# SMART ID CARD based Permanent Residents time frame?



## JamesNY (Jul 26, 2014)

Hello everyone.

I have read that it supposed to take about 3 days to get the Smart ID card for 1st time applicants with permanent residence permit, is this true? Does anyone have any recent experiences?


----------



## Skilled (May 10, 2011)

Have they started issuing Smart ID cards to the Permenant Residents?


----------



## 2fargone (Jun 14, 2011)

Department of Home Affairs - 70 Offices Ready


----------



## rubelbgdsa0 (Jul 23, 2011)

Skilled said:


> Have they started issuing Smart ID cards to the Permenant Residents?



So u can apply smart ID card with PR now?


----------



## tapsmatenga (Apr 8, 2014)

since when?


----------



## Portak (Sep 10, 2014)

Skilled said:


> Have they started issuing Smart ID cards to the Permenant Residents?

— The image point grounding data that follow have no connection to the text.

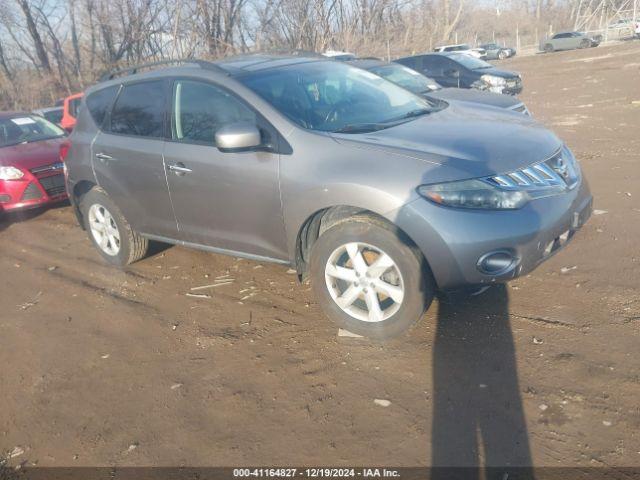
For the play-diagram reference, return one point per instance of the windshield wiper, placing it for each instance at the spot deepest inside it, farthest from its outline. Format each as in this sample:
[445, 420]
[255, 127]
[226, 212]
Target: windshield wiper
[416, 113]
[360, 128]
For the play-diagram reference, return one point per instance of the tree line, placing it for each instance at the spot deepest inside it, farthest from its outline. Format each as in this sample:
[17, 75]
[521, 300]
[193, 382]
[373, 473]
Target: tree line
[52, 48]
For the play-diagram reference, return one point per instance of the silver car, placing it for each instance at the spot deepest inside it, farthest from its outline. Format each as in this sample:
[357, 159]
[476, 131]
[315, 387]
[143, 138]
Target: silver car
[377, 195]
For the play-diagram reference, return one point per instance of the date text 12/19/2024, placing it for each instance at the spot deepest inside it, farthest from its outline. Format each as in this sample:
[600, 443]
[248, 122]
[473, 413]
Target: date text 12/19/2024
[315, 473]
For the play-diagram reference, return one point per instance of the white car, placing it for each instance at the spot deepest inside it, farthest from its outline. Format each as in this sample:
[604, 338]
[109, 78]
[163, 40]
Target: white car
[480, 53]
[339, 55]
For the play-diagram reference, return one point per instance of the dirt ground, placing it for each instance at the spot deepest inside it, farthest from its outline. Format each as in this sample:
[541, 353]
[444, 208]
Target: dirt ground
[106, 367]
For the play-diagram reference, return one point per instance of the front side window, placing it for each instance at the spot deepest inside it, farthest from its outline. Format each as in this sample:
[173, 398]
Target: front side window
[334, 97]
[139, 110]
[201, 109]
[27, 129]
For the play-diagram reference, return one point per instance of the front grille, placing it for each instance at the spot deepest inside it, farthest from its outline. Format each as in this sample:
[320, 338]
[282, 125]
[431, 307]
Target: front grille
[521, 108]
[53, 185]
[558, 171]
[58, 166]
[514, 83]
[32, 192]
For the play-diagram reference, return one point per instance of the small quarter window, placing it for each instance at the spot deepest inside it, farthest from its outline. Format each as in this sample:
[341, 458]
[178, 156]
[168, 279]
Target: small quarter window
[200, 109]
[100, 102]
[139, 110]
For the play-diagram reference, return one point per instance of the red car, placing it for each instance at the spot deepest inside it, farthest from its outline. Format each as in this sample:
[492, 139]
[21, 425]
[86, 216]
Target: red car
[31, 172]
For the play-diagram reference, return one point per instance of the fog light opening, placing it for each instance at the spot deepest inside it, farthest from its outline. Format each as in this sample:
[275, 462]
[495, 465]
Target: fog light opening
[497, 263]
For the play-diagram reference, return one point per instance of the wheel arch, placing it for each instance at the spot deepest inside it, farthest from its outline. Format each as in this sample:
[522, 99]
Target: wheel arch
[323, 219]
[79, 190]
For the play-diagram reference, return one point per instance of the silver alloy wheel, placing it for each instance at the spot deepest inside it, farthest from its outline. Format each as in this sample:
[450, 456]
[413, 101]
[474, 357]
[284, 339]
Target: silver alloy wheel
[364, 282]
[104, 229]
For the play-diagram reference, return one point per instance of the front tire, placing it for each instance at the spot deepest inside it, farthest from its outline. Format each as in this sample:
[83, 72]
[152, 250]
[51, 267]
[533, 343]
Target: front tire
[369, 278]
[109, 230]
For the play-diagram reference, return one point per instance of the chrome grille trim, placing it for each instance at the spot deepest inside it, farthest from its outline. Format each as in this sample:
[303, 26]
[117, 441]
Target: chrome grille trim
[540, 175]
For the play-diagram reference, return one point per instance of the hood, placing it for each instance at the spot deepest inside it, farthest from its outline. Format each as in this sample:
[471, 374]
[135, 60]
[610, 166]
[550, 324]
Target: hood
[469, 140]
[476, 96]
[31, 155]
[496, 72]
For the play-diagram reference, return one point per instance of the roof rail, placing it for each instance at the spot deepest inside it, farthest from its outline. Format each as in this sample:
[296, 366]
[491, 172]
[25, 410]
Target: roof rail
[204, 64]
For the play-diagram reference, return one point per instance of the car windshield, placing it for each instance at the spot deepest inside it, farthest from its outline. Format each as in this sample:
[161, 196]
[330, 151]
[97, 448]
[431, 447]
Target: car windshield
[334, 97]
[27, 129]
[470, 62]
[406, 78]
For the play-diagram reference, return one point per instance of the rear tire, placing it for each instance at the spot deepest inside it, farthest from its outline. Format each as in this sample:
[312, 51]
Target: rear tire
[400, 284]
[109, 230]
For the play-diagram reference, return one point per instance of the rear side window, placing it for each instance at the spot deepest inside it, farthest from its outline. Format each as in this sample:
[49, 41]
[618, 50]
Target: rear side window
[100, 102]
[139, 110]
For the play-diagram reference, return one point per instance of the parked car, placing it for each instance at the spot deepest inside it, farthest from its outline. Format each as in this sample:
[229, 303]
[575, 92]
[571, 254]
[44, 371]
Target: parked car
[70, 108]
[377, 196]
[496, 52]
[30, 167]
[430, 89]
[53, 114]
[569, 41]
[620, 24]
[462, 48]
[464, 71]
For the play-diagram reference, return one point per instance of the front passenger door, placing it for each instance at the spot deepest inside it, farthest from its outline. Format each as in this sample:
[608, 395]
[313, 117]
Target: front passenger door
[226, 200]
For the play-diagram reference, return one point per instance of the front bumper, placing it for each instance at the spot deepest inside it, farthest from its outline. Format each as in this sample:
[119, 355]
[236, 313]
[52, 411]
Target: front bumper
[454, 240]
[36, 188]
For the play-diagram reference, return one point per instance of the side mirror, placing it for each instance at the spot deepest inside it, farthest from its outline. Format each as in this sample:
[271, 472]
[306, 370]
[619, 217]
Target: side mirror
[238, 137]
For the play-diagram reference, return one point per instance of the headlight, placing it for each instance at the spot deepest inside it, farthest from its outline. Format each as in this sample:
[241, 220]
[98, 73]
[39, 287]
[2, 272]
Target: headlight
[473, 194]
[10, 173]
[494, 81]
[511, 190]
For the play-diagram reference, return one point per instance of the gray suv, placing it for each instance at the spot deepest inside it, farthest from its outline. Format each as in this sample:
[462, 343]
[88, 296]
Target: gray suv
[377, 195]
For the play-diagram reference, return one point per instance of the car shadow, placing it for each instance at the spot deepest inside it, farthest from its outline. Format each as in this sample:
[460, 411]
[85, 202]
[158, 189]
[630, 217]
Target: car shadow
[9, 218]
[478, 417]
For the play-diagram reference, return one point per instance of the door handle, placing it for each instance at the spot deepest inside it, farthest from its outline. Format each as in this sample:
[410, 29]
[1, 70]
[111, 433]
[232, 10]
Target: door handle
[104, 158]
[179, 168]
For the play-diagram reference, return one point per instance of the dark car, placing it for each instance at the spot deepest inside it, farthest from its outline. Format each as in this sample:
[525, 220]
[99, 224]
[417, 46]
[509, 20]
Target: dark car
[427, 87]
[464, 71]
[569, 41]
[496, 52]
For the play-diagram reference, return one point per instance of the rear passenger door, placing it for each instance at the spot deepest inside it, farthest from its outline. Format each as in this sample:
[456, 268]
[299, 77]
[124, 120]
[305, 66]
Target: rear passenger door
[127, 157]
[226, 200]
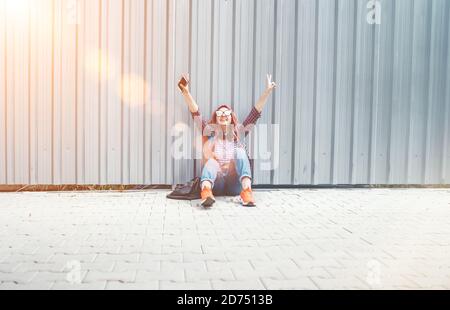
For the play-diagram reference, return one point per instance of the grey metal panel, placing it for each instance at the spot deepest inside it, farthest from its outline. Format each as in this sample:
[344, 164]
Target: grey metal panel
[264, 63]
[446, 154]
[306, 58]
[342, 126]
[436, 103]
[419, 90]
[324, 91]
[88, 92]
[284, 96]
[3, 99]
[363, 96]
[401, 96]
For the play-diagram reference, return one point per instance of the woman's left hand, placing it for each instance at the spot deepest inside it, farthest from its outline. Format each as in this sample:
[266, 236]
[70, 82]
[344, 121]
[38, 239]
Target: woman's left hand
[270, 85]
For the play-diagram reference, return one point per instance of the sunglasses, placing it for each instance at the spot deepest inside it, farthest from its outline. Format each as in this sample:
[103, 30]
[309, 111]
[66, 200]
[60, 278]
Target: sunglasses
[223, 113]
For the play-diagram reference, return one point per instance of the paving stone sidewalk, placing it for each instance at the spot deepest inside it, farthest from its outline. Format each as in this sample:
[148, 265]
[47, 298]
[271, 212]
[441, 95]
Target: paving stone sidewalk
[294, 239]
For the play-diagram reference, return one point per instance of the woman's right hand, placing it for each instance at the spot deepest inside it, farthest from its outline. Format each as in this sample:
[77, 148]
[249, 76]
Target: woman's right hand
[184, 89]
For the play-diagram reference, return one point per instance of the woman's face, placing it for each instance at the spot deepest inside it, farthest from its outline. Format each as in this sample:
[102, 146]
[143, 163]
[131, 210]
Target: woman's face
[223, 116]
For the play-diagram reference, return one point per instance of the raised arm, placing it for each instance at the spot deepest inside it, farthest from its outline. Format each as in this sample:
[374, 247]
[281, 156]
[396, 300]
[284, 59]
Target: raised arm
[193, 108]
[263, 99]
[192, 105]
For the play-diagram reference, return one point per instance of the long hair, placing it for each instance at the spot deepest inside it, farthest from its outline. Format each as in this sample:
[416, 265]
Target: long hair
[234, 121]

Is it true that PR holders can apply for Smart IDs?


----------



## irishexpat (May 25, 2011)

No. Only being issued to SA-born citizens (who themselves have to be born to citizens, when I was applying for my ID a 16-year-old SA citizen was made apply for an ID book because her _mother_ was foreign-born) applying for their first ID, and the over-60s. It's going to take 8 years to issue to everyone. My guess, you'll be told to apply for a smart card only when they have issued to citizens.


----------



## dave smythe (Dec 16, 2014)

If these cards are only being issued to SA born people, what do we do if we were born outside SA but naturalized citizens? I obtained SA citizenship in 1984 and have had an ID since then. No details on the DHA website


----------



## irishexpat (May 25, 2011)

If you have an ID book you keep it until they call you to replace it. As I said, they expect to take 8 years to finish this, from 2013. 
Realistically, I expect that they'll stop issuing ID books soon after every home affairs office is equipped to issue smart cards.


----------



## irishexpat (May 25, 2011)

My guess, and it's only a guess, is that PR holders will be amongst the last to get smart ID cards, at least for first issue. Even then, many won't get a three day turnaround time because there will still be a marriage department delay.
I do expect that as banks now take part in issuing IDs, the process will speed up.
My mother in law is SA born and is old enough to apply, I'll get her do do it and see how long it takes. My wife is an SA citizen but born in Zambia, and her father was foreign born. When she gets a smart ID option, then I'll start wondering when it's my turn.


----------